Por isso, a segurança é relativa. Após o episódio que alçou o grupo à fama, Tolokonnikova e Maria Alyokhina cumpriram pena por 21 meses, parte deles na Sibéria, acusadas de "vandalismo e intolerância religiosa" —foram soltas após uma anistia do presidente às vésperas da Olimpíada de Inverno de 2014, em Sochi.

A ativista diz ainda viver com medo do Estado, sem falar na difamação virtual e nos grupos de extrema direita como o que a agrediu e a pintou de spray verde em 2014.

"Sonho que estou sendo espancada e presa", diz Tolokonnikova, falando de "um lugar a algumas horas de Moscou, prefiro não dizer onde".

Há seis meses, o ativista Pyotr Verzilov, ex-marido de Tolokonnikova, com quem ela tem uma filha, quase morreu após o que chamou de tentativa de envenenamento. Teria sido represália à invasão na final da Copa, da qual ele participou, e a reportagens dele sobre o envolvimento de Putin na morte de três jornalistas.

Segundo ela, era real a chance de estar sendo monitorada —inclusive na ligação a este repórter. "Com certeza sou espionada, mas você nunca sabe ao certo o quanto, e o poder da repressão reside justamente nessa indefinição."

Para ela, a ascensão de governos conservadores no mundo e na América Latina nasce da desigualdade, algo que seu coletivo combate —daí o certo otimismo sobre o futuro.

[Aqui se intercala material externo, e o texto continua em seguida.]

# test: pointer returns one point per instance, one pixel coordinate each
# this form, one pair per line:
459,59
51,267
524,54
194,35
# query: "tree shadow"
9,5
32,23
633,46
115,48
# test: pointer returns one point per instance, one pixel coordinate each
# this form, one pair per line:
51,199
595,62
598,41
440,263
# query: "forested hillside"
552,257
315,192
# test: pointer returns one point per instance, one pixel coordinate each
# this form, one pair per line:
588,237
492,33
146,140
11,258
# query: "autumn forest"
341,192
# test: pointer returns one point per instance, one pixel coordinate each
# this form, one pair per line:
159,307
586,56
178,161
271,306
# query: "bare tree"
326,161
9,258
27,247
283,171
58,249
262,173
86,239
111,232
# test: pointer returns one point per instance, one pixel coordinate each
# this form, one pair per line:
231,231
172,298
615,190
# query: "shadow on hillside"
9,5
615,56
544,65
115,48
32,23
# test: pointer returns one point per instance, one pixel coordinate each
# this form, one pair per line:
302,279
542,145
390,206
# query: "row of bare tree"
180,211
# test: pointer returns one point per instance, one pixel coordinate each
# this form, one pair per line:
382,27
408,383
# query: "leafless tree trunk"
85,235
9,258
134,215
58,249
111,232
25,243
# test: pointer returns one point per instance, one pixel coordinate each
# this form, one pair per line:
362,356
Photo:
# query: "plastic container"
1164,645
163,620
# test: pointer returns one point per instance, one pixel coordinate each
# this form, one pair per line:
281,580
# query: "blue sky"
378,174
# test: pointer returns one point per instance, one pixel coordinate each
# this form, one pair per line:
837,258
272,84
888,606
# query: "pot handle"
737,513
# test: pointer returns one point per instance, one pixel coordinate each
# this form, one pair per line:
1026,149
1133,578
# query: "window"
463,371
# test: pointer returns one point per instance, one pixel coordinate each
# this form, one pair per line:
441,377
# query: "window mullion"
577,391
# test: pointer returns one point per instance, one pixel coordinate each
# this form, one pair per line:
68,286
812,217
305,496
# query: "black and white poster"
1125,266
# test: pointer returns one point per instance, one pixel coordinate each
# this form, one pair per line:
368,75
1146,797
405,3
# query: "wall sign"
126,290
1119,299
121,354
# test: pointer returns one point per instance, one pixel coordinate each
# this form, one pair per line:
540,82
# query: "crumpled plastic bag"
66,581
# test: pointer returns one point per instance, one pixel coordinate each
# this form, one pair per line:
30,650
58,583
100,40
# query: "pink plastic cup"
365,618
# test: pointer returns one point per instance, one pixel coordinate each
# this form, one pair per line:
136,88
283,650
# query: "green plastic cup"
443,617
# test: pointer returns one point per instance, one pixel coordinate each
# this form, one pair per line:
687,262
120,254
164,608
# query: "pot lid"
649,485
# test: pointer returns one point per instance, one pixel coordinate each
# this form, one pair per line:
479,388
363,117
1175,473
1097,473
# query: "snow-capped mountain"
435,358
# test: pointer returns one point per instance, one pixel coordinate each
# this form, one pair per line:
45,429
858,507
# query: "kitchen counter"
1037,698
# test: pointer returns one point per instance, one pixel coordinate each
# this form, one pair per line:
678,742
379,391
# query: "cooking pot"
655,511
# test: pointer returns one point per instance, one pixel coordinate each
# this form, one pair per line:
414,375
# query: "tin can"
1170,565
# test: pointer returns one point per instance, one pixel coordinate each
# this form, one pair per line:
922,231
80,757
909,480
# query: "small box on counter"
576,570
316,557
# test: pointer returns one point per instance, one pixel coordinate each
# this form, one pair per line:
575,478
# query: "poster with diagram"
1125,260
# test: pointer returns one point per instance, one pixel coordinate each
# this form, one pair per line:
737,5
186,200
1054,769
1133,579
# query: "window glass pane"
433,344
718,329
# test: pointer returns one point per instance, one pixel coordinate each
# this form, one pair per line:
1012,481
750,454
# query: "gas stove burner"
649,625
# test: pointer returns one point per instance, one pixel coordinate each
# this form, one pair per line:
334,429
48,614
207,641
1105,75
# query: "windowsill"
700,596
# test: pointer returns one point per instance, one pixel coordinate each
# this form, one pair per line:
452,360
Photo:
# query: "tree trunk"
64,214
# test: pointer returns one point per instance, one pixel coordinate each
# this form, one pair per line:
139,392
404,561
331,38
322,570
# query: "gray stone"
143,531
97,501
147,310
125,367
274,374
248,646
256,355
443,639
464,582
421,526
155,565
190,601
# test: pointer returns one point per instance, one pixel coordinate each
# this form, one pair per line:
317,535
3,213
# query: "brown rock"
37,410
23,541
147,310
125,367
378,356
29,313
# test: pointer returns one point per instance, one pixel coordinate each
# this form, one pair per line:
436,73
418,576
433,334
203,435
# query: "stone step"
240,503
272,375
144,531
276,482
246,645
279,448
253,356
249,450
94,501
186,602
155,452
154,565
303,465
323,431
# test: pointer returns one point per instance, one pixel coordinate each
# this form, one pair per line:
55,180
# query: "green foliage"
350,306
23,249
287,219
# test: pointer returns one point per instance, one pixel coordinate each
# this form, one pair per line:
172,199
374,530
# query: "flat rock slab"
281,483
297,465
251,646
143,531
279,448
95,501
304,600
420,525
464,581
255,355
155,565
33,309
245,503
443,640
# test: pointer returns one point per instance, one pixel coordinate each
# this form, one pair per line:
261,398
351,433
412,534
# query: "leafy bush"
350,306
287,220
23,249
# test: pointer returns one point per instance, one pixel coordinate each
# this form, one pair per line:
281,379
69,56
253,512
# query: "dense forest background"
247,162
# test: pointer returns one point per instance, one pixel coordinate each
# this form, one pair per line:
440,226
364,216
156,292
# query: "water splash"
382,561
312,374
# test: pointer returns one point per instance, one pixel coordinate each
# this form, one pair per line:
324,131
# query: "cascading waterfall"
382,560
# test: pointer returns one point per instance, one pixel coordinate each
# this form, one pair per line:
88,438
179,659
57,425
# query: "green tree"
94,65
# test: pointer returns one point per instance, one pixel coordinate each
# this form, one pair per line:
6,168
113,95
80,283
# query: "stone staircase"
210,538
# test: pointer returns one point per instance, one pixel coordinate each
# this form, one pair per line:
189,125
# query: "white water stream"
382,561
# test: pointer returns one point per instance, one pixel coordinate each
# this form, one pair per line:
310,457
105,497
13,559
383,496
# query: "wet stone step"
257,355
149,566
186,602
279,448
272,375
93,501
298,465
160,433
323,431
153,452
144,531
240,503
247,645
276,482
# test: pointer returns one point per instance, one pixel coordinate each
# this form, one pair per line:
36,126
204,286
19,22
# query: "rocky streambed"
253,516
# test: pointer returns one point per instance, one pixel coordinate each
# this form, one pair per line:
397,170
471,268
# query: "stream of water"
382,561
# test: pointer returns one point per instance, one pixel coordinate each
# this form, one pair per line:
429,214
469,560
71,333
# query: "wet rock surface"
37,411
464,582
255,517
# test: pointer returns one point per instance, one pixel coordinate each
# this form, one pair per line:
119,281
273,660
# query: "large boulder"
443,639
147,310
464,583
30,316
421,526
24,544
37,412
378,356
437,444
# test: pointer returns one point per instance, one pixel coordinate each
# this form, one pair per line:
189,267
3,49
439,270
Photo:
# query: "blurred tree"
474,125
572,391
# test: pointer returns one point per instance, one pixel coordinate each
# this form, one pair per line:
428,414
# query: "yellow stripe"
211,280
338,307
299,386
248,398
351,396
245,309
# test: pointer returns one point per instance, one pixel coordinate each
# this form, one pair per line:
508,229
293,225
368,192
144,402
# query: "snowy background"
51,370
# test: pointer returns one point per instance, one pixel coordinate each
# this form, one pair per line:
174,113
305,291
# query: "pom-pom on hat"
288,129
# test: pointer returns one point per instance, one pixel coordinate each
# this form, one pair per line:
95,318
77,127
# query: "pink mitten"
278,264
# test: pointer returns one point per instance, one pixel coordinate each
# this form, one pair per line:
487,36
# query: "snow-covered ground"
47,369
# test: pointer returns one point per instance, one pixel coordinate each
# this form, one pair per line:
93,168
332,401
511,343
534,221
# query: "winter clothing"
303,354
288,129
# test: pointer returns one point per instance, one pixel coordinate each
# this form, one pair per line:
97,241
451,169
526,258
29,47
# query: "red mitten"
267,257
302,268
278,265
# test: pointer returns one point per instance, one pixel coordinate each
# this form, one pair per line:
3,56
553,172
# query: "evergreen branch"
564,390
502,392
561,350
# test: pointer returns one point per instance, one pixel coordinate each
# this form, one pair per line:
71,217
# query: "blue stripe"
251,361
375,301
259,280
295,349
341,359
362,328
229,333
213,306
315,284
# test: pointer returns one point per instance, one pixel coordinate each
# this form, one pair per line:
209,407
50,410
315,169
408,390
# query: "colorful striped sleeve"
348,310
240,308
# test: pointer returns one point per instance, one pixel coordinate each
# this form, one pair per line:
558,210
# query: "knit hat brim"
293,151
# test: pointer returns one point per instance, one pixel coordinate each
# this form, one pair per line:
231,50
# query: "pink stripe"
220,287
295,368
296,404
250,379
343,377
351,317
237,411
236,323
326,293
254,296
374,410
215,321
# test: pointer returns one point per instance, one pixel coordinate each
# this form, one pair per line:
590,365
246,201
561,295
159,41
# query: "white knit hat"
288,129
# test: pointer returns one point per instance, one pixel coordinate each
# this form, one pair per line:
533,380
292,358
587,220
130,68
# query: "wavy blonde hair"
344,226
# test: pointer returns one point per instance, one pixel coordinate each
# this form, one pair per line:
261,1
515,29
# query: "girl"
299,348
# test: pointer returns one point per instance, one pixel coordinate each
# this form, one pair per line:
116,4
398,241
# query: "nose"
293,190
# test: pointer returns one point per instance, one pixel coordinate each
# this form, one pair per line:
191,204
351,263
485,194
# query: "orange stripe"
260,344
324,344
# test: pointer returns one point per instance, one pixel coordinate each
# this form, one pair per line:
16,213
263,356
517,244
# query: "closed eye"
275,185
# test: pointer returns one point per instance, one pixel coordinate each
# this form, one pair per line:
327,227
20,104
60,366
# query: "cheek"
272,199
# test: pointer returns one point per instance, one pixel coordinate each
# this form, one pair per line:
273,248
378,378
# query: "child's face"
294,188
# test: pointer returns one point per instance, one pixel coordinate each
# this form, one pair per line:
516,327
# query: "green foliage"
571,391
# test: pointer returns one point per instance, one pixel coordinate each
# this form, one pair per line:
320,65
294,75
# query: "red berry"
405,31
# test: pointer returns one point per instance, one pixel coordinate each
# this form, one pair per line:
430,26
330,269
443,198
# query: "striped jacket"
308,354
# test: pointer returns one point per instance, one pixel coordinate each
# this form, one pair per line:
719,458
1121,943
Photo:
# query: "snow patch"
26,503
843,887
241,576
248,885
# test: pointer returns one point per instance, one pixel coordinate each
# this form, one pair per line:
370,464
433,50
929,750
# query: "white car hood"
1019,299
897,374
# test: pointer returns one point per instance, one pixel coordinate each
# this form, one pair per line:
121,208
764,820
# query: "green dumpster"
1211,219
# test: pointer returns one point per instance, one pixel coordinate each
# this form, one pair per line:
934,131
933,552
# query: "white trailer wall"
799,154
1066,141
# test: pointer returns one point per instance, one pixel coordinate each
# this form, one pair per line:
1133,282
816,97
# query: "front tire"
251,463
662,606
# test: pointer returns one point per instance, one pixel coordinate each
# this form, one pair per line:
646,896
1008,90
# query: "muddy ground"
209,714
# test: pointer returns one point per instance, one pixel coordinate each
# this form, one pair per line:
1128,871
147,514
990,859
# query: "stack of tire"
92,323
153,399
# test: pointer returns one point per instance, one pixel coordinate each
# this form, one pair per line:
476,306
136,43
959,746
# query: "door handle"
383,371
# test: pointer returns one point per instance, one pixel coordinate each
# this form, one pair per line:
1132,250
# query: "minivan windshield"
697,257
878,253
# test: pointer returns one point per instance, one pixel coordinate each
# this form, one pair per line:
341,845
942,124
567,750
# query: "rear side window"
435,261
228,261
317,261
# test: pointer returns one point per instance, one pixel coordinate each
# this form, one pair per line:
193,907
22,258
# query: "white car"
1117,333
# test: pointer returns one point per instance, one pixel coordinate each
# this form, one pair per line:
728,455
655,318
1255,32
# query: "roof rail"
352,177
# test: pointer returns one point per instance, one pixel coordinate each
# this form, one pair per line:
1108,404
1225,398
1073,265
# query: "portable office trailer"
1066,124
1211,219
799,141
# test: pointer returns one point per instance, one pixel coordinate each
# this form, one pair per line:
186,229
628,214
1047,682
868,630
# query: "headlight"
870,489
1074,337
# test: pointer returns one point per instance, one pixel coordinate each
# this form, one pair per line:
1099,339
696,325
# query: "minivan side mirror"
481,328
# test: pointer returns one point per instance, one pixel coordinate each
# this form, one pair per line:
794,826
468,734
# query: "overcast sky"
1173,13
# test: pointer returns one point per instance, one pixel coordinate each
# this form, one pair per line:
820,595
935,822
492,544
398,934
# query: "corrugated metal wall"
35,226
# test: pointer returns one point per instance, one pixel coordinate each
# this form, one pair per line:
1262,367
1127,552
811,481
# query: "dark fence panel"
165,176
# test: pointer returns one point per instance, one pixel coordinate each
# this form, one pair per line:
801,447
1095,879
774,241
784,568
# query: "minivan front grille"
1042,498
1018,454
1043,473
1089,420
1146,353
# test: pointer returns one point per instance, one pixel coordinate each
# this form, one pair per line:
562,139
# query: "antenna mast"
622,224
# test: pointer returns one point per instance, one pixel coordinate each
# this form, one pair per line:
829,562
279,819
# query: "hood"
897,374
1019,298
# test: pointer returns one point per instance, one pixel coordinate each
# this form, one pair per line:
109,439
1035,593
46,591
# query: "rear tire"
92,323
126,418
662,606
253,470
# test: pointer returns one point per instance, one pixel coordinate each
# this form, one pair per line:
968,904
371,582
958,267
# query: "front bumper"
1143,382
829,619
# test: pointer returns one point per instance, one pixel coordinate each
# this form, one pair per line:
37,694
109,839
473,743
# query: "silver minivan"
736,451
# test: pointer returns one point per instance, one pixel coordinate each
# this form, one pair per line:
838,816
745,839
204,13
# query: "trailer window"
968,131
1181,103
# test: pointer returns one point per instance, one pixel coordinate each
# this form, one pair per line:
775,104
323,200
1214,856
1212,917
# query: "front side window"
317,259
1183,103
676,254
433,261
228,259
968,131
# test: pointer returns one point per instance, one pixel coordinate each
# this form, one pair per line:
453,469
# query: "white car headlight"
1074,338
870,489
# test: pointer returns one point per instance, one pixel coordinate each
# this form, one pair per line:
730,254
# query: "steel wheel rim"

"Quando há tanta gente faminta e frustrada, a sedução dos populistas ganha força. Por outro lado, a maior parte das pessoas quer se divertir, fazer sexo, estar aberta ao mundo e ser livre. Creio que essa será a força da libertação."


Shows do Pussy Riot
Festival Abril Pro Rock - Baile Perfumado - r. Carlos Gomes, 390, Recife. Sex. (19/4): 20h. Ingr.: R$ 60 a R$ 120, em sympla.com.br. 18 anos. Festival Garotas à Frente - Fabrique Club - r. Barra Funda, 1.071, São Paulo. Sáb. (20/4): 16h. 16 anos. Ingr.: R$ 80 a R$ 100, em pixelticket.com.br

Pussy Riot - Um Guia Punk para o Ativismo Político
Autora: Nadya Tolokonnikova. Tradução: Jamille Pinheiro Dias e Breno Longhi. Ed. Ubu, R$ 49,90 (288 págs.)

Garotas à Frente
Autora: Sara Marcus. Tradução: Luiza Sellera. Ed. Powerline Music & Books, R$ 59,90 (432 págs.)